President Trump will say Wednesday that the U.S. considers Jerusalem the political capital of Israel, but the American embassy won’t move to the contested city anytime soon.
Administration officials told reporters Tuesday evening that Trump believes his afternoon speech, set for 1 p.m. at the White House, will recognize reality and won’t derail peace efforts by his son-in-law and adviser Jared Kushner.
One official said it will be “a matter of some years, it won’t be months, it won’t be quick” before the U.S. embassy moves from Tel Aviv, and that the capital designation does not recognize Israeli sovereignty in East Jerusalem.
“It will take some time to find a site, address security concerns, design a new facility, fund a new facility, and build it — so this is not an instantaneous process,” the official said.
Another official said the embassy may not be relocated before the end of Trump’s four-year term in office, which has about three years and one month remaining.
“As a practical matter, no embassy is constructed today anywhere in the world in shorter than three or four years — no embassy,” the second official said.
In the meantime, Trump will sign waivers every six months for the 1995 Jerusalem Embassy Act, which requires a funding cut to the State Department unless the U.S. embassy moves or the president signs a waiver.
The second official told reporters he disagreed with a suggestion that the Trump administration could, if it wanted, simply create a new plaque for the U.S. consulate building in Jerusalem declaring it to be the embassy tomorrow.

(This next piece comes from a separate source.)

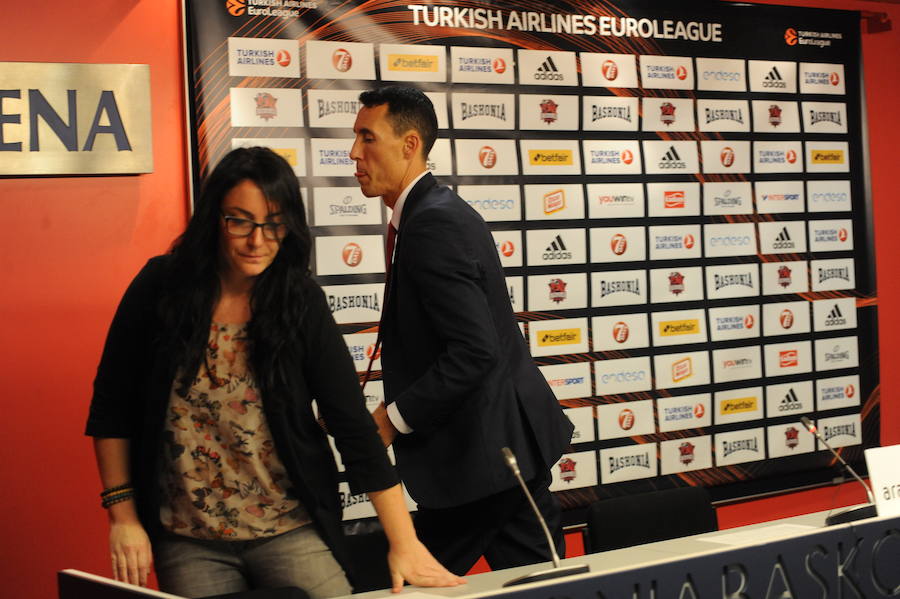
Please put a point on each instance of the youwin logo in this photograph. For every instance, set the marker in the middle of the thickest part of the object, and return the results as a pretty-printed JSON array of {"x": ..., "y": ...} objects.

“We don’t just put a plaque on a door and open a mission,” the official said. “There are major security, structural concerns and very strict guidelines anywhere in the world that have to be followed.”
Officials said declaring Jerusalem to be Israel's capital does not change U.S. views on other issues, such as the legality of Jewish settlements on land taken from Jordan in 1967.
Officials said Trump consulted many world leaders and that “he believed moving forward on the basis of an acknowledged truth” would be beneficial to a final resolution of the Israeli-Palestinian conflict by separating a symbolic issue.
“We are leaving space for the Palestinians for this peace process to move forward,” one of the officials said.
Another official suggested that Kushner’s peace efforts have achieved greater progress than publicly known.
“A lot of that progress is invisible,” the official said, and “will become known when the time is right.”
The officials expressed concern about the safety of Americans, amid fear of violent reactions across Muslim-majority countries, but did not describe in detail plans to mitigate risk.